Raiders of the Lost Ark is a movie that has grown with me as I have grown. At forty years old now, the movie has been with me my entire life. As a child, a white kid from the United States, I saw the opening scenes of Indiana Jones plundering a temple and stealing a golden idol from indigenous people from his perspective. Dr. Jones, archeologist and college professor, believes this golden idol belongs in a museum, to be gawked at. He steals it from them. As an adult, I now understand that Indiana Jones is less a hero, and more of a classic anti-hero, and I know Steven Spielberg loves himself a nuanced, complicated antihero. Indiana Jones, at the end of the film, has saved the world from the Nazis, but this was merely a consequence of his search for glory, money, riches, fame. He wants to keep the Nazis and Hitler from finding the fabled Ark of the Covenant, which holds magical powers beyond comprehension, because he wants it first. Indiana Jones might be strong and brave, but he is also a shitty person.

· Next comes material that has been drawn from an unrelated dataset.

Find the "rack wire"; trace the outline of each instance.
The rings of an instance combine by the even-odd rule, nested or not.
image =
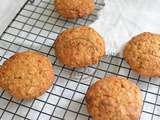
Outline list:
[[[107,75],[126,77],[140,86],[143,94],[141,120],[160,120],[160,80],[134,73],[120,56],[105,56],[99,64],[84,69],[71,69],[58,62],[52,45],[63,30],[96,19],[104,6],[96,1],[93,15],[65,20],[50,0],[27,1],[0,36],[0,64],[17,51],[35,50],[47,55],[53,64],[56,81],[41,97],[32,101],[16,100],[0,90],[1,120],[89,120],[85,93],[89,86]]]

Indiana Jones reminds me of another conflicted Spielberg character: Oskar Schindler. Raiders of the Lost Ark and Schindler’s List, to me, represent two opposing ends of Spielberg’s filmography. Raiders is the epitome of “fun Spielberg” and holy shit is it ever fun. To explain it as a “non-stop thrill-ride” is to underestimate it. Once it hits the ground running, it never lets up. Schindler’s List is “serious Spielberg” at the top of his game. Both “fun” and “serious” have had hits and misses of various degrees, but Raiders and Schindler are both the top entry for each end of the spectrum. And, yet, they have a lot more in common than you would think.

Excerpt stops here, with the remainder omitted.